What are you going to do with your Ph.D. in statistics?

Rachel and Tyler write:

The Columbia statistics graduate students are excited to announce a Symposium on Careers for PhD’s in Statistics on April 4, 2008. In an effort to broaden our exposure to the various possibilities that our distinguished fields affords, we are inviting leaders from academia and industry for a frank discussion of the careers and lifestyles of statisticians.

Current confirmed speakers include industry statisticians at Google, AT&T Labs-Research, National Institutes of Health, and Pfizer, Inc and academic statisticians from statistics, marketing, and biostatistics departments at Columbia University, University of Pennsylvania and Rutgers University.

The Symposium will be held at Columbia University in New York on April 4, 2008 from 1-5pm. A wine and hors d’oeuvre reception will follow so that there will be ample time to chat informally with our guests, and a student mixer after that is also in the works.

We hope that you’ll be able to join us for this exciting event. The conference is free and we will happily reimburse travel expenses (up to $40) to and from Columbia to all students who register for the symposium on our website.

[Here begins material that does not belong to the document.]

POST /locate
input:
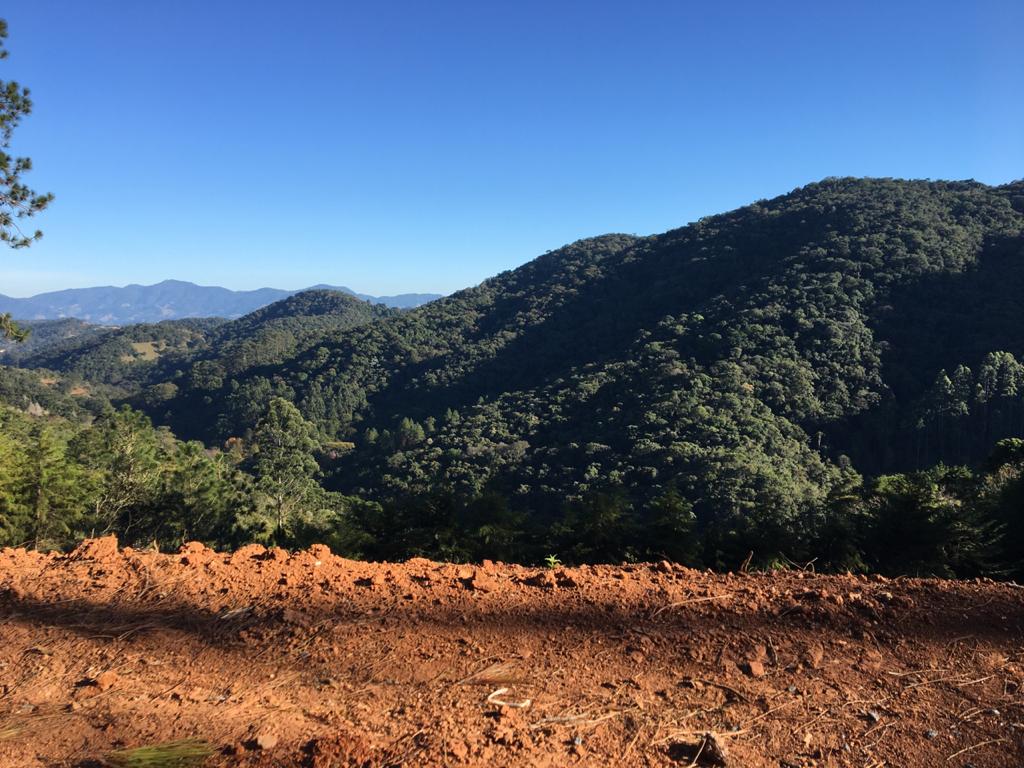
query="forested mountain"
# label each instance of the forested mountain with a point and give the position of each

This is something of a followup on our statistical consulting mini-symposium.

3 thoughts on “What are you going to do with your Ph.D. in statistics?

  1. A relevant cartoon?

    Long ago, I attended a less focused PhD career seminar at Michigan. This was of great value in figuring out simple networking strategies, thinking through what I would / would not accept, finding out where the heck to start, etc.

    As of March 1, I've been on the applied side 30 years. For a few reflections that may (or may not) be relevant, see http://mikekr.blogspot.com/2008/03/30-years-in-ma

  2. I'm curious… any idea what percentage of new PhDs want academic positions and what percentage get them? Also, how many people only want top research academic positions and would take an industry job over a more teaching focused academic job (like at a liberal arts college)?

  3. Just a heads up, that page has an unclosed comment tag in the stylesheet section that prevents it from rendering on at least some browsers (since the entire page has been commented out!).

    wrt to Brent's question: I thought I wanted an academic job, but I'm in industry now and I'm pretty happy so far. I mean, how can you not be amused by using statistics to, literally, fight crime?